First, it makes people see that God has revisited them and filled their hearts with hope and the certainty of his constant, unfailing care.
Second, it makes people, like Simon Peter and his shipmates, trust in Jesus, even against their best judgment as skilled fishermen.
Third, it produces the Great Reversal: from catchers of fish to fishers of people.
Now, this is designed by God to happen to us as well lest ours would be a simple recalling of a nice event from the past with little or no impact on our lives. Jesus is always ready to unbridle his words to perform miracles of all sizes to benefit us as individuals and/or as a community.
Knowing Jesus’ MO, I submit to you that he has lots of miracles ready to perform as soon as our fears, lukewarmness and myopic self-interest allow him. The time spent cleaning and mending nets gave Simon Peter and his helpers time to think about their failure. That must have been very painful.
We do not know how Jesus’ Word reached Simon Peter’s heart, but we know the result. What we must secure for ourselves from this event is the certainty that Jesus is aware of our failures and of the pain that accompanies them. We must learn that Jesus loves us so much that our pain becomes unbearable to him! Not only that but he creates in us the need for moments of reflection so intense and so enlightening that we begin to open our minds to consider adopting his suggestions over our cherished human judgments.
Simon Peter was willing to put aside his knowledge of how to fish and to listen to the words of a carpenter who knew how to pound nails and saw boards but knew nothing about fishing. “Master, we have worked hard all night and have caught nothing, but at your command I will lower the nets.” (Luke 5:5)
Simon Peter and all of us must be open to the big and small miracles which Jesus is eager to perform for us the moment we humble ourselves before him and we sacrifice our mindset and judgments to his word, to his command.
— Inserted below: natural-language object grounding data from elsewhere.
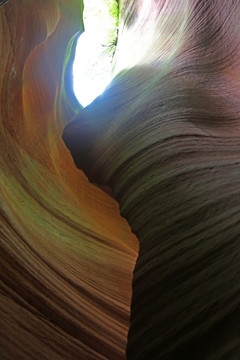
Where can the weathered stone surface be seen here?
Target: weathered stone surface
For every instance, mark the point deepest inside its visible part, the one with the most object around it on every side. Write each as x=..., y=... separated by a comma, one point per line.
x=165, y=138
x=66, y=255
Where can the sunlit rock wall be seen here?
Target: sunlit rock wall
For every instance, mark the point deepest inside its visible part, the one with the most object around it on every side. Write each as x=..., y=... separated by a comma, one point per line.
x=66, y=255
x=165, y=137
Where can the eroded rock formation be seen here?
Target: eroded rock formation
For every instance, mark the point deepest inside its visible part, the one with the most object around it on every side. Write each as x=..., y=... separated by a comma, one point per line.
x=66, y=254
x=165, y=137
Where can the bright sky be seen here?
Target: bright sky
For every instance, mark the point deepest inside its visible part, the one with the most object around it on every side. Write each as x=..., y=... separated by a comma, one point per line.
x=92, y=68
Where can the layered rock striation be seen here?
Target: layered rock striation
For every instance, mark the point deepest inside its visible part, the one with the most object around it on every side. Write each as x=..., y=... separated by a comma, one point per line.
x=66, y=254
x=165, y=137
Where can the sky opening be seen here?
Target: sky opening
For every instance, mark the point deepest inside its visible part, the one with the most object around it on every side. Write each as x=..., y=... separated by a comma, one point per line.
x=93, y=64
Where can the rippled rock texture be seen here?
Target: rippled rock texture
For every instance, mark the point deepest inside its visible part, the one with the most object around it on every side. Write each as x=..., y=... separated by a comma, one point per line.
x=165, y=137
x=66, y=254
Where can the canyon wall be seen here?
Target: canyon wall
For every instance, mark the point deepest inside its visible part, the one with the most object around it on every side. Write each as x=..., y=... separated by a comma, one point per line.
x=164, y=137
x=66, y=254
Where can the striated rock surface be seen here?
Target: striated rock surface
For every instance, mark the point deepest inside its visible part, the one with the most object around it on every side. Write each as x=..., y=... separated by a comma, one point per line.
x=165, y=137
x=66, y=254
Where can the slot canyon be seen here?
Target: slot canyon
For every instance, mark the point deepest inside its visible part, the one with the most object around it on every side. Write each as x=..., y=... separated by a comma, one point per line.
x=120, y=221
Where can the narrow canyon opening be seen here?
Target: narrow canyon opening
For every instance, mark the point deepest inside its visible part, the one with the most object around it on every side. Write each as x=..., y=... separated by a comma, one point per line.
x=94, y=60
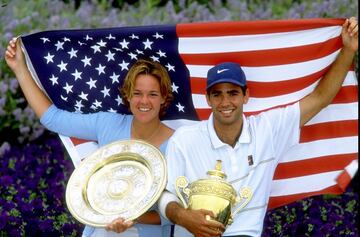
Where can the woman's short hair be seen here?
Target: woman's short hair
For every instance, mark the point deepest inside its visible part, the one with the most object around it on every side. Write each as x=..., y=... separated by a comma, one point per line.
x=147, y=67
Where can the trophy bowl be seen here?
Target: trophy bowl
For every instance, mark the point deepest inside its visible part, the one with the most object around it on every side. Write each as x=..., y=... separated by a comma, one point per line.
x=213, y=194
x=122, y=179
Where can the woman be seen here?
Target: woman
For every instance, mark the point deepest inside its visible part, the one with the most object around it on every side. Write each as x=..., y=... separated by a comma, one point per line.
x=147, y=93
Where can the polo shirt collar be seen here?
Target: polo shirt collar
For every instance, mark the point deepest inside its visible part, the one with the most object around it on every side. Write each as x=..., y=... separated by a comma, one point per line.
x=245, y=136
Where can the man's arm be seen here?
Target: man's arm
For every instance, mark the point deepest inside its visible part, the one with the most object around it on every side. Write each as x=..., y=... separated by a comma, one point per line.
x=195, y=221
x=331, y=83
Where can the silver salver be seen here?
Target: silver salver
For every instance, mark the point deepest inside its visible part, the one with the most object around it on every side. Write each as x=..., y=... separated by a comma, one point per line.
x=122, y=179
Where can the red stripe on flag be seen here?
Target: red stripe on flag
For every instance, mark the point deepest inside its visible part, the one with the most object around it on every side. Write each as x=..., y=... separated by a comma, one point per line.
x=347, y=94
x=267, y=57
x=313, y=166
x=345, y=128
x=77, y=141
x=251, y=27
x=266, y=89
x=283, y=200
x=343, y=180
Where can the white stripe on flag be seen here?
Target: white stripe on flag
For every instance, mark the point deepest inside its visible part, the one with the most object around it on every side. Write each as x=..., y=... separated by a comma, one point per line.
x=319, y=148
x=259, y=104
x=303, y=184
x=274, y=73
x=221, y=44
My dear brothers & sisters, it is so hard to sacrifice our mindset and our “sound” judgments to Jesus’ word! That is why, occasionally, the Lord leaves us no wiggling room for doubting his presence, power and knowledge over human sound judgment and in the wake of embarrassing failures. “Put out into deep water and lower your nets for a catch.” (Luke 5:4)
Recalling larger size miracles from our past, we should wonder what was the violence to our “sound” judgment equivalent to lowering nets for a catch in broad daylight? And how baseless proved our fear of deep water when we dared to trust firmly in the Lord?
Here is a most precious lesson we ought to treasure dearly: whenever our “sound” judgments prove wrong, a sense of unworthiness and sinfulness will take over our soul: “Depart from me, Lord, for I am a sinful man.” (Luke 5:8)
However, in the Lord’s eyes, our genuine humility guarantees his closeness and many future successes.